Search code examples
elementdtdchildren

Writing a DTD: How to achieve this children setup


The element tasklist may contain at most one title and at most one description, additionally any number (incl. 0) task elements in any order.

The naive approach is not applicable, since the order should not matter:

<!ELEMENT tasklist (title?, description?, task*) >

Alternatively, I could explicitly name all possible options:

(title, description?, task*) |
(title, task+, description?, task*) |
(task+, title, task*, description?, task*) |
(description, title?, task*) |
(description, task+, title?, task*) |
(task+, description, task*, title?, task*) |
(task*)

but then it's quite easy to write a non-deterministic rule, and furthermore it looks like the direct path to darkest madness. Any ideas, how this could be done more elegantly?

And no, an XSD or RelaxNG is no option. I need a plain, old DTD.


Solution

  • This summarises what you need:

    <!ELEMENT tasklist (task*, ((title?, task*, description?) |
                        (description?, task*, title?)), task*)>
    

    Alternation for the title appearing before/after description.
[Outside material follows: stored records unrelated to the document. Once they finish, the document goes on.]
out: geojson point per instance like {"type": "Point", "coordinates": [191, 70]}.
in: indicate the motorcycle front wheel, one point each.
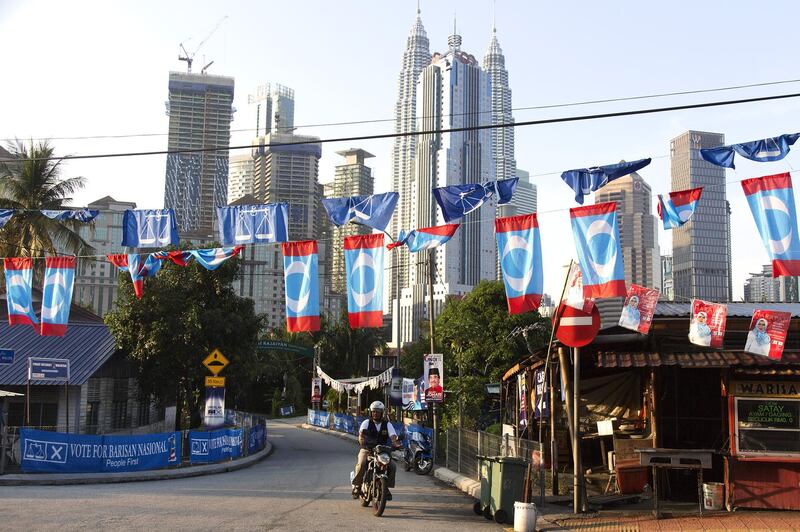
{"type": "Point", "coordinates": [379, 500]}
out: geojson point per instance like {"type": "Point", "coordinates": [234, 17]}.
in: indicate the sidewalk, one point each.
{"type": "Point", "coordinates": [56, 479]}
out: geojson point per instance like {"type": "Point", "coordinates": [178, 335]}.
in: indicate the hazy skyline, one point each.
{"type": "Point", "coordinates": [101, 69]}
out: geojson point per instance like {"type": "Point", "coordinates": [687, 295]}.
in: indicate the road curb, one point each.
{"type": "Point", "coordinates": [63, 479]}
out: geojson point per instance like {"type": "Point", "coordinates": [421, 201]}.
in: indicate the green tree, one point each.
{"type": "Point", "coordinates": [31, 182]}
{"type": "Point", "coordinates": [184, 314]}
{"type": "Point", "coordinates": [474, 333]}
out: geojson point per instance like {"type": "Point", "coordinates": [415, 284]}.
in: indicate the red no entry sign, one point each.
{"type": "Point", "coordinates": [577, 328]}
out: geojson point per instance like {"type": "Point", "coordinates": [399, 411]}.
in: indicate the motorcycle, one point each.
{"type": "Point", "coordinates": [417, 455]}
{"type": "Point", "coordinates": [374, 487]}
    However, this is not a deterministic content model, as @13ren explains in his answer. [Here is another example from Microsoft](http://msdn.microsoft.com/en-us/library/9bf3997x(VS.71).aspx).

    In short

    Your requirements is to have a non-deterministic model, and as such, there is no possible valid DTD for your scenario.

    Alternatives

    If you place a simple restriction that either task or description must be the last element if both task and description are provided, you can use this deterministic DTD declaration:

    <!ELEMENT tasklist (
      task*,
      ((title, task*, description?) | 
      (description, task*, title?))?
    )>
    

    Examples:

    <!-- Valid -->
    <tasklist>
      <task></task>
      <task></task>
      <task></task>
      <title></title>
      <task></task>
      <description></description>
    </tasklist>
    <!-- Valid -->
    <tasklist>
      <title></title>
      <task></task>
      <task></task>
      <task></task>
    </tasklist>
    <!-- Invalid
    <tasklist>
      <task></task>
      <title></title>
      <task></task>
      <description></description>
      <task></task>
    </tasklist>
    -->
    

    Or, possibly more naturally, enforce that a title or description element must be the first element, and both title and description elements must exist or be non-existent.

    <!ELEMENT tasklist (
      ((title, task*, description) | 
      (description, task*, title))?,
      task*
    )>
    

    Examples:

    <!-- Valid -->
    <tasklist>
      <title></title>
      <task></task>
      <description></description>
      <task></task>
      <task></task>
    </tasklist>
    <!-- Invalid
    <tasklist>
      <task></task>
      <title></title>
      <description></description>
      <task></task>
      <task></task>
    </tasklist>
    
    <tasklist>
      <title></title>
      <task></task>
      <task></task>
      <task></task>
    </tasklist>
    -->
    

    Otherwise

    Otherwise, you need to use RELAX NG, which allows for non-deterministic models.